Des brigades qui n’existent que de nom

Pour lutter contre l’utilisation des produits chimiques, des brigades ont été mises en place dans chaque côté de la rive du fleuve par les deux Etats: Mali et Sénégal. Mais pour l’environnementaliste Oudy Diallo, résident de Kédougou œuvrant pour la protection de la Falémé, ces brigades n’existent que de nom. Les agents affectés dans ces brigades travaillent dans l’informel et dans la précarité. Ils n’ont pas les moyens logistiques pour se déplacer.

M. Diallo pense qu’il faut impérativement une coordination entre les deux États pour aider les forces de l’ordre dans leur travail au quotidien.  Expliquant la complexité du problème, il révèle: « Lorsque les agents sénégalais pourchassent les orpailleurs du Sénégal, ceux-ci s’enfuient, traversent le fleuve et se retrouvent en territoire malien… et lorsque ces derniers aussi les pourchassent ils traversent à nouveau pour se retrouver en territoire Sénégalais. Dans les deux cas de figure, les agents ne peuvent rien faire parce qu’ils ne peuvent pas entrer en territoire étranger. Ce qui rend la tâche compliquée. » Un fait que confirme l’environnementaliste Lamine Diagne de l’ONG « La Lumière » basée à Kédougou. Ce dernier pense qu’au-delà de la coordination entre États, il est important voire impératif de revoir les législations pour réglementer et encadrer l’orpaillage.

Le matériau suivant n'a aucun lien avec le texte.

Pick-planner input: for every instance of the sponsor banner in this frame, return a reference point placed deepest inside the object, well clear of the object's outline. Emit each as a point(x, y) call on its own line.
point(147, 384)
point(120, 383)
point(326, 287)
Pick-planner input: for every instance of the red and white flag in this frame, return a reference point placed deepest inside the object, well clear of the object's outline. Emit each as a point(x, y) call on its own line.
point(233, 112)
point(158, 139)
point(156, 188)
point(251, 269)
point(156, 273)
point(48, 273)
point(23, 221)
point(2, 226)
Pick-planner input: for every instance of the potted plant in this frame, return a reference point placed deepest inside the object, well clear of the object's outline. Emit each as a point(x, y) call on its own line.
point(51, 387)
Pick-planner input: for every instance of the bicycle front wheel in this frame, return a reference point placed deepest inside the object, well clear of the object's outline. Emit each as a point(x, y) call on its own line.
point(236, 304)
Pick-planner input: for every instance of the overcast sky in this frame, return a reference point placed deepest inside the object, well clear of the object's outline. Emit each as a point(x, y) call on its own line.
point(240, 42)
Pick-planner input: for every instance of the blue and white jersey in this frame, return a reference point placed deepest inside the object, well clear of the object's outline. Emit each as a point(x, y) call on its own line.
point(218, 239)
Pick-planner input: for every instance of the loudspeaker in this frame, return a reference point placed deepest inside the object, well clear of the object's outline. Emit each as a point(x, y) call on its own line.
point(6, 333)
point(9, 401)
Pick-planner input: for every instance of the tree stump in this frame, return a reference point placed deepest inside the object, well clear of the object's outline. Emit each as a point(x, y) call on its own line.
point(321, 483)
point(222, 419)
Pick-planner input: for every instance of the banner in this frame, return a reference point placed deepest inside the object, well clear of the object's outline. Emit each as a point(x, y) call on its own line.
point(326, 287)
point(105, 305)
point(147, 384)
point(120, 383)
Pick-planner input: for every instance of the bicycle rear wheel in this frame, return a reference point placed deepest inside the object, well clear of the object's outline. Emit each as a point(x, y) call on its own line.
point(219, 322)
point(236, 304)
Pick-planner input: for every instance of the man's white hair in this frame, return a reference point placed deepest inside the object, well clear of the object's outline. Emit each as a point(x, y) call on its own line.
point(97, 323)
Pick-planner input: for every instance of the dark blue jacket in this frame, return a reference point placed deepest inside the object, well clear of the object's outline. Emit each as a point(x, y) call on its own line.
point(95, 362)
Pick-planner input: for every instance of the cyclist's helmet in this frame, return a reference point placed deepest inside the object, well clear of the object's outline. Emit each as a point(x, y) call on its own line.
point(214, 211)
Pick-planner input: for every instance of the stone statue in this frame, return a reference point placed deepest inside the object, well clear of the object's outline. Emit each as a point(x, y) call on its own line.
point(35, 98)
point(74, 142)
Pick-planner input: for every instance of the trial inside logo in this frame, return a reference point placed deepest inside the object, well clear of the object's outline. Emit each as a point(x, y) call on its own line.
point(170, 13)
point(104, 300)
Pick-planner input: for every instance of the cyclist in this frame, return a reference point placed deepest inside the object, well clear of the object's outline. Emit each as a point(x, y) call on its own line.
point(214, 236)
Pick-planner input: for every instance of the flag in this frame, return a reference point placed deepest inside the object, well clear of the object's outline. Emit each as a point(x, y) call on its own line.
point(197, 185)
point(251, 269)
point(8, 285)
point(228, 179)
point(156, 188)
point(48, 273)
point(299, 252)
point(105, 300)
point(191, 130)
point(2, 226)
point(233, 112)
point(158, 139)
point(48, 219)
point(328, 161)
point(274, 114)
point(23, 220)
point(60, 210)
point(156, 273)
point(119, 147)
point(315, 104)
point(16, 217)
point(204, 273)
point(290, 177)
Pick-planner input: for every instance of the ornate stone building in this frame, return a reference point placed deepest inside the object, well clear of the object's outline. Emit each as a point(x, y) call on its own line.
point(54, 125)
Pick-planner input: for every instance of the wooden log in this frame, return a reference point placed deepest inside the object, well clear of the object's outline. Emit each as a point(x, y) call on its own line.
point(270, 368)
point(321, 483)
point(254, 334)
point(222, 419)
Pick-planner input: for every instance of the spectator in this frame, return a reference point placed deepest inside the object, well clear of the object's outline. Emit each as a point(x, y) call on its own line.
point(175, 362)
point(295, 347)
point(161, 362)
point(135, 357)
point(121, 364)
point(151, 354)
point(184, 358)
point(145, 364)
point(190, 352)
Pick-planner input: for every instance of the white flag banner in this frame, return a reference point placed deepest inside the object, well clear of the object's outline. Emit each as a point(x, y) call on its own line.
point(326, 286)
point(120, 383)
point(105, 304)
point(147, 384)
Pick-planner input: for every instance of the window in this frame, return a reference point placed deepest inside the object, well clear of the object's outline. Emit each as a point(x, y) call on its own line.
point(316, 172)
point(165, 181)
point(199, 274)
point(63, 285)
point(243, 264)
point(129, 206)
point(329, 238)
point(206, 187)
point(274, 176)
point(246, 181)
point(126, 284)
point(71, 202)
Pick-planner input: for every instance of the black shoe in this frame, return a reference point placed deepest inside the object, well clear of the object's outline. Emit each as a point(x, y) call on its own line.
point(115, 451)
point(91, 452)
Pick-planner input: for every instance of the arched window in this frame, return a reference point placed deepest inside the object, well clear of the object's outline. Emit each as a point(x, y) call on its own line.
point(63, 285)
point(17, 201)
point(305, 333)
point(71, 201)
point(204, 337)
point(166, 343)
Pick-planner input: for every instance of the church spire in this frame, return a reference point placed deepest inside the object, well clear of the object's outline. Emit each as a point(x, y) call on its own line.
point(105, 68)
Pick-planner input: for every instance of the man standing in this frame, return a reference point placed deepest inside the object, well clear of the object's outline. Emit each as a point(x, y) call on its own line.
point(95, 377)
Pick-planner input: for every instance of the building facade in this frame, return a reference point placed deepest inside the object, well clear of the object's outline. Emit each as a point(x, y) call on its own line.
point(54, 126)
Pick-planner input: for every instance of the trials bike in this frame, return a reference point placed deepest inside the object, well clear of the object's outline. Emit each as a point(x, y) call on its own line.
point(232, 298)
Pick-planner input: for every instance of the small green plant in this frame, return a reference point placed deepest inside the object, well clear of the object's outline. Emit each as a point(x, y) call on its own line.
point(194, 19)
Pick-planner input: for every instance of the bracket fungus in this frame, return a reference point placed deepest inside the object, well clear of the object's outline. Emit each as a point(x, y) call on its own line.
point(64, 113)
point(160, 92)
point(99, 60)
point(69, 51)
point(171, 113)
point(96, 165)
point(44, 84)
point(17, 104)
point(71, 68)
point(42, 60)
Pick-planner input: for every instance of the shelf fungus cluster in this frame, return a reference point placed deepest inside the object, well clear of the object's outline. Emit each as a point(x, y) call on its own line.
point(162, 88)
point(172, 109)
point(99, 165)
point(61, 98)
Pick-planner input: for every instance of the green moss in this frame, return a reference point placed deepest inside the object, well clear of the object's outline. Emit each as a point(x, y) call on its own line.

L’alerte et les recommandations de l’OMVS

L’Organisation pour la mise en valeur du fleuve Sénégal (OMVS) s’inquiète des conséquences de l’orpaillage sur la qualité de l’eau, le débit du fleuve et la destruction du lit du cours d’eau. Ellealertait déjà, sur son site Internet, des effets induits de l’orpaillage sur la nature. Lors d’une visite en 2019 en compagnie des autorités locales de la région de Kédougou et de la presse, le Haut-commissaire de l’OMVS Ahmed Diagne Semega n’a pas pu cacher son inquiétude, allant même jusqu’à déclarer que « le fleuve est en état de mort clinique », pour attirer l’attention des différent États membres de l’extrême urgence à agir. Dans cet optique, il a émis l’idée de la mise en place d’une brigade mixte de surveillance de la Falémé entre le Sénégal et le Mali pour assurer la sécurisation de la rivière. Non sans manquer d’évoquer la nécessité par les États d’harmoniser leurs législations conformément à la charte de l’OMVS.